INDIANAPOLIS – Less than a week after Alexandra Leal was struck and killed while walking through a grassy area on Lynhurst Drive, her fiancé Shane Bernard recently returned to the exact spot where it happened.

He brought flowers – and found a special bracelet.

“I just picked it up from the grass, it belongs to my little daughter, and a few socks flew out. That cost her her life, those socks and some other documents,” said Bernard.

He said Alexandra was wearing the bracelet as the two were driving home after leaving a storage unit. Alexandra noticed something flying off the truck.

“I said, 'Let's just go.' She said, 'Pull over, we don't know what it is.' I pulled over. I said, 'Stay in the car, I have it.' She got out. She said, 'I'll help you,'” Bernard said.

The next moments were recorded by a neighbor’s surveillance camera.

“We walked to the truck. I turned around and saw the headlights coming straight at us. I said, 'Go away, Alexandra!' That's all I could say. He hit her and I saw her fly high through the air,” Bernard said.

Bernard said two of her children were in her truck at the time. He said he finally got the courage on Monday to tell his daughter that her mother wasn't coming home from the hospital.

“I had to look her in the eyes and tell her that her mother was never coming back. That was the hardest thing I've ever had to do in my life,” Bernard said.

Bernard said Alexandra was as beautiful inside as she was outside.

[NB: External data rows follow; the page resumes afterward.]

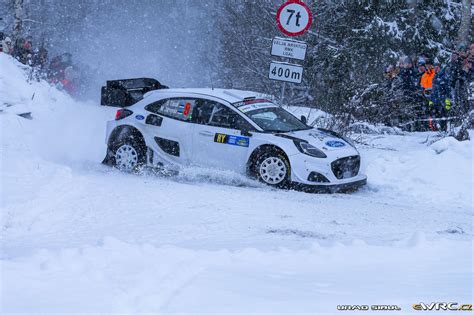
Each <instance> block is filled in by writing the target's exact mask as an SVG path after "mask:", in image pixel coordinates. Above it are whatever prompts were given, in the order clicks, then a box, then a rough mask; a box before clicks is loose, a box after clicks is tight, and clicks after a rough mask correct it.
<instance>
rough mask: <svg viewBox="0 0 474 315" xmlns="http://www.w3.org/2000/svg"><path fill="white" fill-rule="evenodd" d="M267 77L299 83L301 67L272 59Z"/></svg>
mask: <svg viewBox="0 0 474 315" xmlns="http://www.w3.org/2000/svg"><path fill="white" fill-rule="evenodd" d="M268 78H270V79H271V80H277V81H285V82H292V83H301V80H302V79H303V67H302V66H300V65H295V64H292V63H286V62H277V61H272V62H271V63H270V70H269V71H268Z"/></svg>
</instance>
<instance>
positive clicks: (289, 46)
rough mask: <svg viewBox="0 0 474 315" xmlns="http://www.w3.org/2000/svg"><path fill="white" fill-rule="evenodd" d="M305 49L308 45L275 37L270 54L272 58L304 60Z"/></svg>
mask: <svg viewBox="0 0 474 315" xmlns="http://www.w3.org/2000/svg"><path fill="white" fill-rule="evenodd" d="M307 47H308V45H307V44H306V43H305V42H302V41H298V40H292V39H286V38H282V37H275V38H274V39H273V40H272V51H271V54H272V56H278V57H284V58H292V59H298V60H304V59H305V57H306V48H307Z"/></svg>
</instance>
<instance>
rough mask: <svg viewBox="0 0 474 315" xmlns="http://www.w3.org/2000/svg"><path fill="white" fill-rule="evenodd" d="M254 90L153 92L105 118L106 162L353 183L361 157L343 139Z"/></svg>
mask: <svg viewBox="0 0 474 315" xmlns="http://www.w3.org/2000/svg"><path fill="white" fill-rule="evenodd" d="M259 95H261V94H258V93H254V92H249V91H240V90H224V89H168V88H163V89H157V90H153V91H150V92H147V93H145V94H144V96H143V97H142V98H141V100H139V101H138V102H136V103H134V104H133V105H131V106H128V107H126V108H121V109H119V110H118V111H117V113H116V118H115V120H112V121H109V122H107V132H106V134H107V135H106V143H107V148H108V149H107V156H106V158H105V160H104V162H105V163H107V164H111V165H114V166H116V167H117V168H119V169H123V170H128V171H133V170H136V169H137V168H139V167H141V166H151V167H166V168H167V169H176V170H178V171H179V169H180V168H182V167H186V166H199V167H206V168H216V169H223V170H231V171H235V172H238V173H243V174H247V175H249V176H252V177H255V178H257V179H258V180H260V181H262V182H264V183H266V184H268V185H271V186H276V187H290V186H292V185H293V186H300V187H305V188H311V187H315V188H326V189H331V190H338V189H346V188H348V189H352V188H358V187H360V186H362V185H364V184H365V183H366V176H365V175H363V174H360V155H359V152H358V151H357V149H356V148H355V146H354V145H353V144H352V143H351V142H350V140H348V139H346V138H344V137H341V136H339V135H338V134H336V133H335V132H332V131H329V130H325V129H317V128H312V127H310V126H308V125H306V124H305V123H304V122H302V121H301V120H299V119H298V118H296V117H295V116H293V115H292V114H291V113H289V112H288V111H286V110H285V109H283V108H282V107H281V106H279V105H277V104H274V103H273V102H271V101H269V100H267V99H265V98H262V97H261V96H259Z"/></svg>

“Everyone loved her,” he said. “She was so great. She was an angel. You didn't have to come and take her away from us so quickly.”

After days of not receiving any answers, Bernard asks the community for help in getting justice.

“He has to do the right thing and turn himself in. Someone has to know something. Someone has to know that this car has damage that you see every day,” Bernard said.

13News previously reported that IMPD is looking for a silver Toyota Camry (model year 2002-2006). Police said no arrests have been made yet and the investigation is ongoing.

Police are asking anyone with information to call IMPD's Traffic Unit at 317-327-6549. Tips can also be sent anonymously to Crime Stoppers of Central Indiana at 317-262-TIPS (8477).